Jeremy Bamber Forum

OFF TOPIC => General => Topic started by: Jackiepreece on December 17, 2011, 10:45:AM

Title: What Price Justice The Cardiff 3 by Charlie Fox
Post by: Jackiepreece on December 17, 2011, 10:45:AM
by my friend Charlie Fox

What Price Justice?  Convicting three men of murder in 1990… about £10m. Bringing the officers who caused three innocent men to be convicted of that murder to trial in 2011… about £30m. Causing their trial to collapse? Priceless.

On Thursday 1st December 2011, nearly 24 years after Lynette White was brutally stabbed to death by Jeffrey Gafoor, the trial of the former police officers for the corruption that led to the convictions of three innocent men known as ‘The Cardiff Three’ collapsed due to prosecution error, writes Charlie Fox. The case was the most complicated, lengthiest and is expected to be the most expensive of its kind in modern legal history.

This has been the matryoshka doll of cases. At its heart lies the truth, invisible beneath layer upon layer of cocked-up investigations and lengthy court cases. Now the outer layer is superglued shut, the truth lost forever.

In order to understand the importance of the trial of these policemen collapsing, it is vital to understand the investigation which sparked it all.

A brutal murder

The story begins with the brutal murder of Lynette White on Valentine’s Day, 1988. Lynette was a 21-year old prostitute working in Cardiff’s Tiger Bay. She was a pretty girl and made good trade, bringing clients to a flat on James Street in the area. Lynette had a black boyfriend called Stephen Miller, known locally as ‘Pineapple’ due to the way he wore his dreadlocks bunched at the top of his head. At the time Miller was 26 but had an IQ of 75 and the mental capability of an 11 year old. They had a tumultuous relationship and had separated a few days before her death. Miller later claimed to have no knowledge of the flat White used for work, the lease to which was held by her friend, Leanne Vilday, another prostitute. At the time Vilday was living with a third prostitute, Angela Psaila near to James Street. Mark Grommek lived above the flat that White used. At 9pm on the 14th February 1988 Leanne Vilday took the police to White’s flat as she had not seen her for some time and was worried about her. They discovered her body. Fully dressed, she had been stabbed at least 50 times.

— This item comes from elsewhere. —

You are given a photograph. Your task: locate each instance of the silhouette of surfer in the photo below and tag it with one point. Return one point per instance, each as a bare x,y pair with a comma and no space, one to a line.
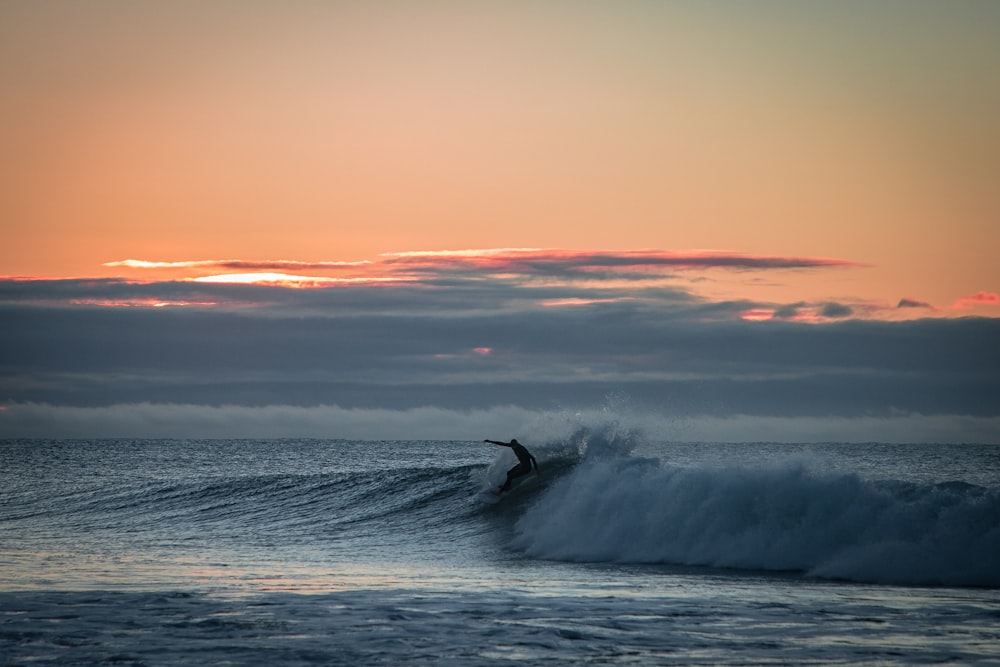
524,462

Her throat had been cut through to her spine.

There was a report that a white man with an injured hand had been seen in the vicinity and police inquiries were for some time aimed at finding him. None of the five eventually charged with White’s murder were white. Despite persistent interviews, police inquiries made no progress until late 1988, when Grommek, Vilday and Psaila, who had until then denied all knowledge of the killing, began to ‘volunteer’ information. Grommek said he had opened the front door to several men including Yusef Abdullahi, known locally as ‘Dullah.’ He stated in interview that the men had gone into Lynette’s flat and he had then heard screams. Vilday, Psaila and Grommek, after months of claiming no knowledge at all, finally each named five men who were later charged with being involved.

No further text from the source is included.